My student friend, the U.S. Postal Service, and my friend's university jointly (but not cooperatively) gave me the gift of momentary poverty. I have to say that I didn't much like it.
There are plenty of distractions from life available without the need to spend time and mental energy worrying about the current state of one's checking account. I have a renewed empathy for those who face that worry on a continuing basis, every month or every payday.
Several people commiserated with me during this time, most of them saying they too had such an experience, some of them recently. And then they'd add, "It was my own fault." It always is, of course, at least up to a point. Generally, you do know how much money you are spending and how much is coming in to balance the expenses, and for the most part you can and should anticipate and plan and never, ever, let the one get past the other.

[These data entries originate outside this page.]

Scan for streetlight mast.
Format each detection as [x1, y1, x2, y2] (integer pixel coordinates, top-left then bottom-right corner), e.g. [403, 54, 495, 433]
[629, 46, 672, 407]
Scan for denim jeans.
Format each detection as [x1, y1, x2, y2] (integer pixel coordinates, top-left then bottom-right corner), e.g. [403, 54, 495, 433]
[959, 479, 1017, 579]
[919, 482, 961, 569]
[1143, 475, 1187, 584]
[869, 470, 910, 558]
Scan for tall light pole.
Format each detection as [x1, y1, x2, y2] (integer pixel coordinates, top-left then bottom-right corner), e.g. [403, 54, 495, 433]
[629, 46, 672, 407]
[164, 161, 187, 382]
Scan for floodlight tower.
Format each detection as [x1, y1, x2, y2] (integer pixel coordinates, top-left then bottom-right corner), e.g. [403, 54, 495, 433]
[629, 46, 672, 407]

But even a well-to-do control freak with above average analytical skills can make an incorrect estimate or put excessive trust in an unreliable person or institution. When that happens, the whole house of cards comes tumbling down, because all financial plans are built on estimates and assumptions and will fail when the estimates fail to match reality. Even mine.
I am not especially pleased with how I responded to the situation. In practical terms, I did well enough. A few missteps, yes, resulting in temporary overdrafts (which my banks kindly accomodated, exceeding my estimatation of them), but all in all an acceptable performance in practical terms. Inwardly, somewhat less so. I was too quick to blame (others, not myself), too obsessed with the problem (even during Sunday afternoons, when no practical actions could be taken), too much committed to increasing my control for the future (as if I'm not already obsessed enough with control), too little confident in the future, and too close to maintain a consistently realistic perspective.
Although, in my own defense, I did find it hilarious that a man who regularly keeps a $1000 cushion in both his checking accounts would be the victim of a double overdraft.